It has been shown that data-driven AI and machine learning suffer from hallucinations known as adversarial examples, i.e., imperceptible, adversarial perturbations to images, text and audio that fool these systems into perceiving things that are not there.
This phenomenon is even more evident in the context of cybersecurity domains like malware and spam detection, in which data is purposely manipulated by cybercriminals to undermine the outcome of automatic analyses. In this talk, I review previous work on evasion attacks, where malicious samples are manipulated at test time to evade detection, and poisoning attacks, which can mislead learning by manipulating even only a small fraction of the training data. I conclude by discussing some promising defense mechanisms against both attacks in the context of real-world applications, including computer vision, biometric identity recognition and computer security.

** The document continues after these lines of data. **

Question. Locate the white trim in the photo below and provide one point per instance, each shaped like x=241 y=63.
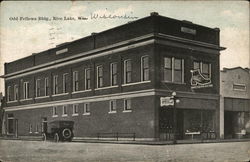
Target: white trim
x=27 y=99
x=88 y=90
x=106 y=87
x=141 y=93
x=41 y=97
x=60 y=94
x=12 y=101
x=112 y=112
x=239 y=84
x=60 y=63
x=127 y=111
x=129 y=84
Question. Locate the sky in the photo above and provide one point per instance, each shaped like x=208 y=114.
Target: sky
x=21 y=37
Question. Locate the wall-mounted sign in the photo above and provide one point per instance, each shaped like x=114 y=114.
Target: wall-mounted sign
x=62 y=51
x=199 y=81
x=167 y=101
x=188 y=30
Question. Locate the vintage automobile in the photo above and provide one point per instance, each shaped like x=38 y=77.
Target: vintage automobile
x=59 y=130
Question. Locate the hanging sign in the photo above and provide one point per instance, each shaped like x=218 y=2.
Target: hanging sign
x=198 y=80
x=167 y=101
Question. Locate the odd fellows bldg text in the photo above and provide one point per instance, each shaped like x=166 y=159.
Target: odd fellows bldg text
x=112 y=82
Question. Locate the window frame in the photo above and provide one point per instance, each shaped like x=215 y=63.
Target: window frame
x=144 y=68
x=55 y=84
x=46 y=86
x=125 y=105
x=127 y=72
x=112 y=109
x=16 y=92
x=85 y=105
x=54 y=111
x=38 y=87
x=75 y=81
x=113 y=75
x=99 y=78
x=87 y=80
x=173 y=69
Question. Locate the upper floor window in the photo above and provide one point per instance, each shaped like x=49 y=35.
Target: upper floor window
x=144 y=68
x=65 y=82
x=75 y=81
x=54 y=112
x=65 y=111
x=239 y=87
x=55 y=84
x=99 y=76
x=112 y=106
x=113 y=74
x=205 y=68
x=86 y=109
x=38 y=87
x=87 y=79
x=46 y=86
x=8 y=94
x=16 y=92
x=127 y=71
x=26 y=90
x=75 y=109
x=127 y=105
x=173 y=70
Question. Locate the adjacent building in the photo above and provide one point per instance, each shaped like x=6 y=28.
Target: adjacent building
x=112 y=82
x=235 y=102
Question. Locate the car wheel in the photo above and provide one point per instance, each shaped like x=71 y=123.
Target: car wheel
x=56 y=137
x=66 y=133
x=44 y=138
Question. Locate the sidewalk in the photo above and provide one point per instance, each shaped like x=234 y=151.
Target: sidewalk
x=194 y=141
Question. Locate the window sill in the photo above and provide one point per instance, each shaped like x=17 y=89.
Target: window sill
x=101 y=88
x=88 y=90
x=173 y=82
x=12 y=101
x=41 y=97
x=26 y=99
x=135 y=83
x=61 y=94
x=127 y=111
x=112 y=112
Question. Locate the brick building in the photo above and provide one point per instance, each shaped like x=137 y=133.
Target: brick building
x=235 y=102
x=112 y=81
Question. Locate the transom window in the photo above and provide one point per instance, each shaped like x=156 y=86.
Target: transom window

Battista Biggio (MSc 2006, PhD 2010) is an Assistant Professor at the University of Cagliari, Italy. In 2015, he co-founded Pluribus One (www.pluribus-one.it). His research interests include adversarial machine learning, kernel methods, biometrics and cybersecurity. In particular, he has provided pioneering contributions in the area of secure machine learning, demonstrating evasion and poisoning attacks, and how to mitigate them, playing a leading role in the establishment and advancement of this research field.
He regularly serves as a program committee member for the most prestigious conferences and journals in the area of machine learning and computer security (ICML, NeurIPS, ACM CCS, IEEE SP). He chairs the IAPR TC on Statistical Pattern Recognition Techniques, co-organizes the S+SSPR and the AISec workshops, and serves as Associate Editor for IEEE TNNLS, Pattern Recognition and IEEE CIM. Dr. Biggio is a senior member of the IEEE and a member of the IAPR and of the ACM.